Typically, low success rates in R&D projects.
On average 27% of R&D projects successful.
2) Inappropriability
It’s hard for firms to appropriate, to capture the full value of their innovation.
Once the innovative product or service is introduced into the market, you see
a return to the investor.
So, you start selling it and you earn back your R&D investments.
The bad news is outward knowledge spillovers.
o Some of the knowledge of all this R&D that you’re doing is going to
leak out to other firms.
o These firms start to produce these innovative products and start
earning money with that.
o But they didn’t have to do all these massive R&D investments.
o And this reducing the first firm’s ability to appropriate the full return to
its innovation.
1st Schumpeterian hypothesis
There is a positive relationship between innovation and monopoly power.
Positive effects
Ex ante: the anticipation of monopoly power encourages innovation.
o How?
Through exclusive rights (patents, trademarks)
By raising entry barriers (buying up raw materials, unique knowledge
and thus learning costs etc.)
Ex post: the possession of monopoly power allows to:
o Extend monopoly power (and the innovations it’s based on) to new products.
o Finance innovation internally, which advantageous due to:
Moral hazard problem facing external investors.
Disclosure of information towards external investors.
o Compete better for scarce innovation talent.
Advantage in bidding for these services, given the imperfect market for
entrepreneurial talent.
Negative effects
Additional leisure is seen as more attractive than additional profits. (X-inefficiency)
The firm may be more concerned with protecting its current monopoly position than
to build a new one.
, The economic incentive to innovate, is the difference between post-innovation rents
and pre-innovation rents. It’s the difference between profits new product and profits
from older products that get obsolete because new product.
1.2.2 Patterns underlying successful innovation.
Difference between technology-push (TP) and demand-pull (DP)
Technology-push (TP)
Innovations rooted in scientific research.
o Despite the fact that the market for innovation may be unclear.
E.g., hovercraft, nylon, microwave, laser etc.
Demand-pull (DP)
Innovations as response to a real or perceived need.
E.g., the Braille system, the kaizen production technology, microcredit etc.
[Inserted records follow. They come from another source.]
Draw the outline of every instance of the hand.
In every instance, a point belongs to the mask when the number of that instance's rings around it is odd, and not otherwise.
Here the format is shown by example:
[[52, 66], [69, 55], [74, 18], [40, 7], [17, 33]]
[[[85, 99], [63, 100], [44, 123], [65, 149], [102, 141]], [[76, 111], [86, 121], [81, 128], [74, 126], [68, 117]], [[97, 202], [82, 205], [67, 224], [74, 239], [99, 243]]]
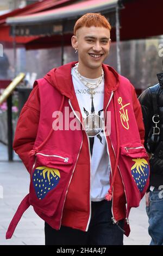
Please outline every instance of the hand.
[[149, 205], [149, 192], [146, 193], [146, 206], [148, 207]]

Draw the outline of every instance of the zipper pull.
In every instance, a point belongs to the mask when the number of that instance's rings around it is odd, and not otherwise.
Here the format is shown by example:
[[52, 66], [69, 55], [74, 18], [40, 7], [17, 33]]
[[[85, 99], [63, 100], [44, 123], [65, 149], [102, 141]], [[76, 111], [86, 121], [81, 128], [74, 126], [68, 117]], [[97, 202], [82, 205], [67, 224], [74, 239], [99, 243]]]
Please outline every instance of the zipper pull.
[[129, 225], [129, 220], [128, 220], [128, 218], [125, 218], [125, 220], [126, 220], [126, 223], [128, 225]]
[[112, 217], [111, 218], [112, 224], [114, 225], [115, 224], [117, 224], [117, 222], [115, 220], [115, 219]]
[[64, 162], [65, 163], [68, 163], [68, 160], [69, 160], [69, 157], [66, 157], [66, 158], [65, 158]]

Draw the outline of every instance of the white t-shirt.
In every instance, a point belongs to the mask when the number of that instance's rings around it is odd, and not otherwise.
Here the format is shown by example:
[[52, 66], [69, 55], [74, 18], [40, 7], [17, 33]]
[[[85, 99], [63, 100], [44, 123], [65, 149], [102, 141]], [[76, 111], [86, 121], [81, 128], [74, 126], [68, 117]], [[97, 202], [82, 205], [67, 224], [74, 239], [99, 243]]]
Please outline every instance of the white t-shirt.
[[[88, 93], [89, 89], [78, 77], [74, 68], [71, 70], [71, 75], [76, 95], [83, 118], [85, 119], [85, 127], [86, 130], [87, 128], [87, 134], [90, 140], [91, 156], [91, 199], [92, 201], [101, 201], [105, 198], [110, 187], [110, 159], [103, 130], [104, 81], [103, 80], [98, 87], [95, 89], [96, 93], [92, 100], [90, 94]], [[91, 84], [96, 83], [98, 80], [98, 78], [83, 78]], [[100, 111], [102, 111], [99, 113]], [[94, 120], [93, 127], [92, 119]]]

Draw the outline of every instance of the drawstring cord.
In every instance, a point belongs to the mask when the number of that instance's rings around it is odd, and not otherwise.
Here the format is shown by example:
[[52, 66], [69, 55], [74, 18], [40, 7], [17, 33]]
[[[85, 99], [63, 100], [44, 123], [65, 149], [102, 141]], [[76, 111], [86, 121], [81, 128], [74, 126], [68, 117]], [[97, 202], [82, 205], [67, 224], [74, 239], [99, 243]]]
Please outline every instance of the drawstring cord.
[[[115, 97], [116, 97], [116, 99], [115, 99]], [[112, 182], [110, 185], [110, 189], [108, 190], [108, 193], [105, 196], [105, 199], [107, 201], [111, 201], [112, 199], [112, 186], [114, 183], [116, 173], [118, 170], [118, 160], [119, 160], [119, 156], [120, 156], [120, 133], [119, 133], [119, 129], [118, 129], [118, 121], [117, 121], [117, 106], [116, 106], [116, 100], [117, 100], [117, 97], [116, 95], [116, 92], [115, 92], [112, 99], [113, 99], [114, 106], [114, 109], [115, 109], [116, 132], [117, 141], [117, 155], [116, 157], [116, 163], [115, 163], [115, 169], [114, 169], [114, 171], [113, 173]]]
[[[58, 115], [59, 116], [59, 114], [60, 114], [60, 113], [61, 112], [61, 111], [62, 110], [62, 107], [63, 107], [63, 106], [64, 106], [64, 101], [65, 101], [65, 96], [64, 95], [62, 95], [62, 101], [61, 101], [61, 105], [60, 105], [60, 108], [59, 108], [59, 110], [58, 111]], [[55, 123], [56, 123], [56, 121], [57, 121], [57, 119], [55, 119], [55, 120], [54, 121], [54, 126], [55, 125]], [[53, 125], [53, 127], [54, 127], [54, 125]], [[46, 142], [49, 139], [49, 138], [50, 138], [50, 137], [51, 136], [51, 135], [52, 133], [52, 132], [53, 132], [54, 131], [54, 129], [52, 127], [50, 132], [49, 133], [48, 136], [46, 137], [46, 138], [45, 139], [45, 141], [43, 141], [43, 142], [42, 142], [41, 144], [40, 144], [40, 145], [37, 147], [36, 147], [34, 149], [33, 149], [32, 150], [30, 150], [30, 151], [28, 155], [29, 156], [33, 156], [33, 155], [35, 155], [35, 154], [38, 152], [39, 151], [39, 149], [40, 149]]]

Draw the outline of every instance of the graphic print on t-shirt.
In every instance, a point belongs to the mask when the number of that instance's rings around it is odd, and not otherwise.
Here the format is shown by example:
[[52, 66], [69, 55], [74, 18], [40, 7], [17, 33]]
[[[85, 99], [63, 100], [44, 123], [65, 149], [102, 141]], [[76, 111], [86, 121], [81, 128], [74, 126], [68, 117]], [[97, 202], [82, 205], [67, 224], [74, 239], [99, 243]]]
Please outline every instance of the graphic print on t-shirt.
[[[71, 75], [74, 92], [79, 103], [83, 122], [89, 140], [91, 157], [91, 201], [101, 201], [105, 199], [110, 187], [110, 159], [108, 153], [106, 137], [104, 136], [104, 80], [95, 89], [93, 99], [89, 89], [77, 76], [74, 68]], [[83, 78], [90, 84], [95, 84], [99, 78]]]

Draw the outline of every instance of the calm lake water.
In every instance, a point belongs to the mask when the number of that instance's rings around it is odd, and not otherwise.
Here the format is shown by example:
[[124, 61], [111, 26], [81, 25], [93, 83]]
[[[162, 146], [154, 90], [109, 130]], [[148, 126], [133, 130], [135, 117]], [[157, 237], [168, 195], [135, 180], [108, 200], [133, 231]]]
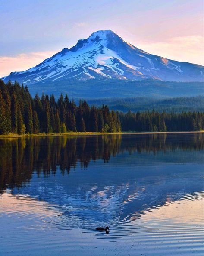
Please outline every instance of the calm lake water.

Technology-push versus demand-pull
The role of customer needs in innovation is often to select the dominant design from
the range of knowledge-push possibilities.
Demand is a crucial component in order to direct the trajectory.
Technology innovation is a complex process where opportunities arise from both
technology and the market.
Small versus large firms
2nd Schumpeterian hypothesis: large firms are more innovative than small firms.
Reasons for economies of scale in R&D
Spillovers due to more interaction possibilities.
o Increases specialization.
o Easier recognition of the importance of serendipitous discoveries.
Superior ability to exploit the output of R&D.
o Large firms can better exploit R&D discoveries due to their ability to enter a
new market.
o Large multiproduct firms can diversify R&D efforts to make better use of R&D
resources.
Cons large firms
Unexpected findings being overlooked more easily.
Lower motivation of researchers.
Pros small firms
Small firm innovation is twice as closely linked to scientific research as large firm
innovation.
High-value innovations.
Employees of small firms 13x more innovative than large firms.